Außerdem bietet solches Kartenmaterial die Möglichkeit, verschiedene sozialdemografische Einzelindikatoren wie sozioökonomische, bildungs- oder migrationsbezogene Faktoren abzubilden. Es berücksichtigt auch multivariate Betrachtungen in Form von Benachteiligungsindizes. Diese Indizes ermöglichen die Chance einer kontextsensiblen Einzelschulentwicklung. Die Entwicklung ist geprägt durch einen ko-konstruktiven Austausch der unterschiedlichen schulischen Akteur*innen, der zu einer Erhöhung der Habitussensibilität führen kann. Zusätzlich bieten sich Möglichkeiten der Reflexion über gesellschaftlich geprägte und gegebenenfalls schulkulturell verfestigte Stereotype. Immerhin ist es nur selten der Fall, dass z.B. Lehrkräfte an Schulen in herausfordernden Lagen im Sozialraum des Schulstandorts wohnen oder vergleichbare soziale Hintergründe aufweisen bzw. aus ähnlichen Milieus stammen wie ihre Schüler*innen. 

Neben der soziodemografischen Zusammensetzung des schulischen Sozialraums, können Ressourcen eines Sozialraums auch mit anderen Mitteln erfasst werden.  Wie können Schulen weitere sozialräumliche Aspekte für ihre Schulentwicklung erfassen? 

Hierbei ist aus meiner Sicht entscheidend, dass neben der objektiven bzw. objektivierten Perspektive auf den schulischen Sozialraum, wie wir sie mit dem oben angesprochenen Kartenmaterial darstellen, auch ein subjektiver Blick aus den Augen der vor Ort handelnden Akteur*innen eingebunden wird. Wir hören in unserer Zusammenarbeit mit den Schulen von den Lehrkräften oder dem weiteren pädagogisch tätigen Personal oft, dass die Sozialraumdaten ihr Bauchgefühl bestätigen. Sie bringen dadurch aber ein anderes Verständnis für die soziale Situation ihrer Schüler*innen auf und gehen auch anders mit ihnen um. Sie sind nachsichtiger und bieten Unterstützung an, die ihnen vorher so nicht in den Sinn gekommen wäre.  

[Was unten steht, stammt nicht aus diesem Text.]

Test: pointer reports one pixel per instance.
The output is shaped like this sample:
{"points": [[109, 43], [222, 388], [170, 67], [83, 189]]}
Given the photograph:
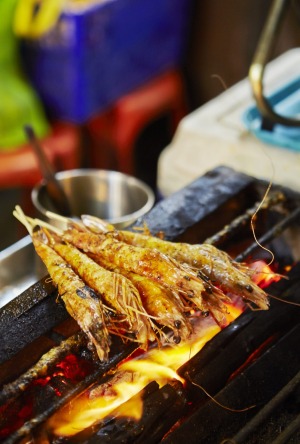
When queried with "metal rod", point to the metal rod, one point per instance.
{"points": [[261, 57]]}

Einen wichtigen Beitrag kann zudem die Einbeziehung der Schüler*innenwahrnehmung leisten. Digitalgestützte Sozialraumerkundungsinstrumente ermöglichen bspw. die aktive Partizipation von Schüler*innen zur Mitgestaltung des schulischen Sozialraums. Mithilfe von Apps können sie unter bestimmten – für den jeweiligen Schulstandort sozialräumlich relevanten – Fragestellungen ihre Perspektiven z.B. auf das Schulgebäude, den Schulhof oder auch den Schulweg erfassen, um so die erwachsenen schulischen Akteur*innen für ihre Wahrnehmung zu sensibilisieren. Wir stellen u.a. fest, dass dies nicht nur auf die Selbstwirksamkeit der Schüler*innen einzahlt. Auch die Identifikation mit der Schule wird gestärkt und kann zu einer integrativen Schulgemeinde beitragen, in der die Perspektiven aller schulischen Akteur*innen anerkannt werden. 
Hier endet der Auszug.